I suppose I see this as a sign of human progress.
Or you suffer from Dunning Kruger, or confirmation bias, or any number of other explanations that do not make you anyone special. ;)
 

DAPUNISHER

Super Moderator CPU Forum Mod and Elite Member
Super Moderator
Aug 22, 2001
32,039
32,530
146
Look! I am afraid Iran is going to nuke me in my sleep. I don't want a deal. I want all of you to go to war for me and destroy Iran so I can sleep in peace. I really don't care how many of you die so long as it isn't me. Call me a scumbag craven coward, but I don't care. I can easily live without pride.
LOL, that is about what it comes down to. That the politics of FUD are so effective, is a never ending source of wtf for me. Perhaps the American people need another "There is nothing to fear but fear itself" speech? Because the level of irrational fear in this country is absurd. Maybe if they stop listening to the bogeyman stories their preferred information sources tell them, they would stop jumping at shadows.
 

fskimospy

Elite Member
Mar 10, 2006
87,965
55,358
136
The flaw in your reasoning is the disassociation between nuclear proliferation and nuclear detonation.
My reasoning is that the ultimate cost is very high, and you must weigh that against the cost of destroying a country.

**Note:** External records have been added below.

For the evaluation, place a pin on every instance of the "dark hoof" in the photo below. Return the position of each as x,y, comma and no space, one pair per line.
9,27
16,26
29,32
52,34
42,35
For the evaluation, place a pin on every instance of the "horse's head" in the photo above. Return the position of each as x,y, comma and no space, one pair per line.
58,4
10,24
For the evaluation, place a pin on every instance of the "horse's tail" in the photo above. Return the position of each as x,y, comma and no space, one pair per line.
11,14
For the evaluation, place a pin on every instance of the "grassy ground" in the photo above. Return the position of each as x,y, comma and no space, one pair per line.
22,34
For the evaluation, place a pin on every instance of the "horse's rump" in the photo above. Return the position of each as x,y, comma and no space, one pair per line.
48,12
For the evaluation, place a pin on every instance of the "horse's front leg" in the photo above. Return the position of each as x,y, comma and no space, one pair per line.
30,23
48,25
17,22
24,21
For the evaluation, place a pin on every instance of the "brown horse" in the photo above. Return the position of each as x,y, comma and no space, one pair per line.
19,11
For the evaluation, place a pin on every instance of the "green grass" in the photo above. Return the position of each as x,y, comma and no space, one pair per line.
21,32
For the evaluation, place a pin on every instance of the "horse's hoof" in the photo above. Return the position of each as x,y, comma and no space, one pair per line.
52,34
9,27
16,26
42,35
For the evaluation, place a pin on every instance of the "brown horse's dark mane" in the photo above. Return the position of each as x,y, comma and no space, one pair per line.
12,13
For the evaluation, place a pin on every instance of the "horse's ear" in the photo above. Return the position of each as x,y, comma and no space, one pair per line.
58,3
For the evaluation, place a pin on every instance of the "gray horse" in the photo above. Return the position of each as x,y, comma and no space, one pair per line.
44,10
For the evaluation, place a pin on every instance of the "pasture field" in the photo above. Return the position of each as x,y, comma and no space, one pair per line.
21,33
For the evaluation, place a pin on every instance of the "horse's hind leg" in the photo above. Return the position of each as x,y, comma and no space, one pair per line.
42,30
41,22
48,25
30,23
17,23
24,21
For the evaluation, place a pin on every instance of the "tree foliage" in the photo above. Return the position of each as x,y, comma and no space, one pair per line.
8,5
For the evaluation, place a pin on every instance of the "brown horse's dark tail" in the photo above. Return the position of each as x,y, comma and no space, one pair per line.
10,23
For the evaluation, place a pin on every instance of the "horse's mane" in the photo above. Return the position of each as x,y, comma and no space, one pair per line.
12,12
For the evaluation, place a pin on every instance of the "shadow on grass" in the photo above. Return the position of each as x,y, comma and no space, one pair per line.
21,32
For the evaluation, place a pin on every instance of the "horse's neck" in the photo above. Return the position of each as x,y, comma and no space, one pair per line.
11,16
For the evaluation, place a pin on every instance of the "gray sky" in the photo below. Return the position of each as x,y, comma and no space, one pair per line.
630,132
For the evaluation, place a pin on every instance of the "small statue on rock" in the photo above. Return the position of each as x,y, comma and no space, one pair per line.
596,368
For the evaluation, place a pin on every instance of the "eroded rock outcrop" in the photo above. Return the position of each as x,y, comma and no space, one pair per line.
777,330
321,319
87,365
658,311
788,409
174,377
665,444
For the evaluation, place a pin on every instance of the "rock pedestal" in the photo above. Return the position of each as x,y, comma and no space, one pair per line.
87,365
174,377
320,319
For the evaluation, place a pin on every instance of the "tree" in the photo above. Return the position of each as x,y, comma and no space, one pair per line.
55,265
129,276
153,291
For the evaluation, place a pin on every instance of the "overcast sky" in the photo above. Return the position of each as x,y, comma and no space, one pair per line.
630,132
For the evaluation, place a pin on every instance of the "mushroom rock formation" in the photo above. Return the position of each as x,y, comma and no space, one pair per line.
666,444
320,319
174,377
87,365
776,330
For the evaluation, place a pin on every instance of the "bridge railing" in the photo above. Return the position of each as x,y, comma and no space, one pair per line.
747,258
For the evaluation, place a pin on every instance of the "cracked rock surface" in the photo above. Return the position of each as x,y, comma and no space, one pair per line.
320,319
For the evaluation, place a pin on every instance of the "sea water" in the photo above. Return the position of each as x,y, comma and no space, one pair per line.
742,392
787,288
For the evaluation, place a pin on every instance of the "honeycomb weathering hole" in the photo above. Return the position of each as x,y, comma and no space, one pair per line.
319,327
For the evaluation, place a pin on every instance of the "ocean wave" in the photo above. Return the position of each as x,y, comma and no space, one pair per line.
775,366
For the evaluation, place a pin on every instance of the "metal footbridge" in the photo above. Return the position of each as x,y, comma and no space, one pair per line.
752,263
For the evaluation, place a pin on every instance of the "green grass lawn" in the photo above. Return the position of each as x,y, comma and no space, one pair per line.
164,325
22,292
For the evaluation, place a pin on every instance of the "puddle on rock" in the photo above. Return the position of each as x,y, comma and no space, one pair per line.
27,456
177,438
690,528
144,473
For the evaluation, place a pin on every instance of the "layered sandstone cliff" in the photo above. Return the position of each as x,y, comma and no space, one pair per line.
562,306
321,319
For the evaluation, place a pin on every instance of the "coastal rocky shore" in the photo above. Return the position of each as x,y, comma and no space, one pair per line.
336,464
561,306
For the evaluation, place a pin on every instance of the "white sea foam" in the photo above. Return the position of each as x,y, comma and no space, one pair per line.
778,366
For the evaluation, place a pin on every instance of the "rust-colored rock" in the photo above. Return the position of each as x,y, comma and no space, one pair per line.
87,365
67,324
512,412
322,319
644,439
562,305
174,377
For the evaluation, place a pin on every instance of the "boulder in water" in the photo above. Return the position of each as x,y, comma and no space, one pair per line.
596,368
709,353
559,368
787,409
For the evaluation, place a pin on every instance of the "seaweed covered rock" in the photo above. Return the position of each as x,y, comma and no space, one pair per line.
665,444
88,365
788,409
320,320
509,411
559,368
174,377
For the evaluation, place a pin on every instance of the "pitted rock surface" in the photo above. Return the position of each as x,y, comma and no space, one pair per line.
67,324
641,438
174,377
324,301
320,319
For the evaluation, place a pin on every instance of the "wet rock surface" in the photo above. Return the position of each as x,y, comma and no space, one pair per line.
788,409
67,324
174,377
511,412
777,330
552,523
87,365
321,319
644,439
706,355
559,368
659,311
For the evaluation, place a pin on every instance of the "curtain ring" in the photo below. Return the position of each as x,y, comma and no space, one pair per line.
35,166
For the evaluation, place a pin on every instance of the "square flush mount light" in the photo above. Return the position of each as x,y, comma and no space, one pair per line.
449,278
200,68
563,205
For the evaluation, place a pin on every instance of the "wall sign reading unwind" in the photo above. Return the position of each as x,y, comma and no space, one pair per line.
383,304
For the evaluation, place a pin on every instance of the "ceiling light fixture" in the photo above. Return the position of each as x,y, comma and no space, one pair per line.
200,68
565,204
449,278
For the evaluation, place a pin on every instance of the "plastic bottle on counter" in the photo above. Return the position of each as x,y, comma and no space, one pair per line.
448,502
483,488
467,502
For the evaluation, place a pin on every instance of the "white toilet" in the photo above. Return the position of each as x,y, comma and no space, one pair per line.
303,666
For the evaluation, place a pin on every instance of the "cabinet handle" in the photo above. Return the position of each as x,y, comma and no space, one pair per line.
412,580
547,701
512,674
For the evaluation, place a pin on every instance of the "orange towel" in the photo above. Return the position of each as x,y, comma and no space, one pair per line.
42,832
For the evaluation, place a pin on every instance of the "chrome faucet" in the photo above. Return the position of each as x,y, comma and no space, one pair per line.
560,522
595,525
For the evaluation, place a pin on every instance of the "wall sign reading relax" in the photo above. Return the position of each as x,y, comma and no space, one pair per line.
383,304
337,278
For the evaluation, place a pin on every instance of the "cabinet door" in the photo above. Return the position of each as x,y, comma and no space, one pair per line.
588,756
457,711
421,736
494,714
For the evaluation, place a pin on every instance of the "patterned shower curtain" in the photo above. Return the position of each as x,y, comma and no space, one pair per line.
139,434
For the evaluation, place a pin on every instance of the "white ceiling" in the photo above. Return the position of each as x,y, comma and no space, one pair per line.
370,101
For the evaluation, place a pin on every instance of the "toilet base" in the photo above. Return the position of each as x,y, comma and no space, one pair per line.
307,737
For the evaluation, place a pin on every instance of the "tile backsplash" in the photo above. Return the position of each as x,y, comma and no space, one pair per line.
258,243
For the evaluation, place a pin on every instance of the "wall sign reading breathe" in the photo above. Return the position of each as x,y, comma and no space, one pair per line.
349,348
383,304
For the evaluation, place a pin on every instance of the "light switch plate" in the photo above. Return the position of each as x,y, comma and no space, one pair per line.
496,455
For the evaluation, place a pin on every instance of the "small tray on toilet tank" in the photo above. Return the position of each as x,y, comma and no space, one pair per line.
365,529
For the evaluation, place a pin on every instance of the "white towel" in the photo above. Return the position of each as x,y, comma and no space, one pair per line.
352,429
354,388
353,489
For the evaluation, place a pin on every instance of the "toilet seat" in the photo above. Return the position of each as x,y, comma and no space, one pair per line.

And make no mistake, it's not an easy choice. I don't know if Iran is the correct time or place to lay down the law on proliferation. This subject reaches beyond a single country, Iran will not be the last to develop nukes. The world has and will continue to proliferate nuclear weapons. Many more countries will follow, at some point force (war) is the only answer.

This is not a question of if we have to stop nuclear proliferation, but when we choose to do so.
I strongly believe that the sooner we do, the safer the world becomes.

As for my position, I stand by my previous call for Republicans to support the President's deal. My contention on the subject is regarding how it is presented. It's a peace deal meant to gamble that we can placate Iran into good behavior. I do not believe it stops nuclear ambition, as I consider the deal toothless, unenforceable, and simply meant to placate enough people (on both sides) in order to avoid war.

The truth is it leaves us with a nuclear Iran, which I believe only a war could prevent. Absent a war, a peace deal is far better than doing nothing. And this deal is the only deal. The myth of a better deal is merely a Republican delusion meant to maintain the status quo.

Republicans don't have the balls to push for war.
Democrats don't have to balls to call it a peace deal.
Both sides hope the public is stupid enough to buy their delusion of a peaceful disarming of Iran.

Didn't we go to war with Iraq largely over claims of nuclear proliferation? Didn't that just make other countries even more determined to go nuclear?
 

sm625

Diamond Member
May 6, 2011
8,172
137
106
Look! I am afraid Iran is going to nuke me in my sleep. I don't want a deal. I want all of you to go to war for me and destroy Iran so I can sleep in peace. I really don't care how many of you die so long as it isn't me. Call me a scumbag craven coward, but I don't care. I can easily live without pride.

You have what it takes to win over the republican base.
 

Jhhnn

IN MEMORIAM
Nov 11, 1999
62,365
14,685
136
The sad part about all of this is the fact the majority of sane Iranians actually want their current regime removed from power, and they are at a complete loss on how to go about doing that.

Meanwhile, the last thing the world needs now is to go in there and kick the leadership out. Because when we leave there is likely to be another opportunity in place so some other bat shit crazy group like ISIS can go in there and manipulate Iran to their advantage.

Is the possible cure worse than the current disease? That is where we are at in Iran ATM, and that fact can't be denied when you just look at what's happening in Iraq now.

Iranians don't want the regime out of power- they want it to change, to liberalize in an orderly transition. That's hard to do when the Great Satan is breathing down their neck & their own hard liners have greater sway because of it. It's been that way since the revolution.